Judge Draganchuk ruled from the bench. She stated that the first inquiry concerned the coverage afforded under the policy, which in this case provides for actual loss of business income sustained during a suspension of operations. The judge noted that the suspension must be caused by direct physical loss of or damage to property. Further, the loss of or damage must be caused by a covered cause of loss.
“Direct physical loss of or damage to” property requires something that alters the physical integrity of the property ruled Judge Draganchuk. She also found that the term “direct physical” applied to both the “loss” and “damage” terms such that the policy provision should be read as “direct physical loss or direct physical damage” to covered property. The Court agreed with the insurance company that the insured failed to allege in the Complaint any direct physical loss of or damage. In fact, the owner had admitted in his affidavit in opposition to the carrier’s motion that at no time had the virus entered the insured locations. According to Judge Draganchuk, a restriction preventing dine-in business is not the required direct physical loss of or damage to covered property. The Court further rejected the insured’s request to amend its complaint, finding that there no facts that could be developed that could change the fact that the business loss was not caused by a direct physical loss of or damage.
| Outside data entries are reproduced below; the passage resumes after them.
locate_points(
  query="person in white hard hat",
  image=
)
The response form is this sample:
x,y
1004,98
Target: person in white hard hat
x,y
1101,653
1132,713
Next, the Court addressed the policy’s coverage for losses caused by governmental acts. The judge held that the coverage provision required the same direct physical loss of or damage to covered property. Because there was no evidence or any allegation of such physical loss, there was no coverage under the governmental acts provisions of the policy.
Finally, the Court rejected the insured’s argument that the Virus Exclusion was vague. Even it the exclusion did not apply, the Court held that there still would be no coverage due to the lack of any alteration of the physical integrity of the property.
Of course, Judge Draganchuck’s decision is the first of many that will be issued by the courts in the United States. Drew Eckl & Farnham will continue to keep you appraised of any developments on these important issues.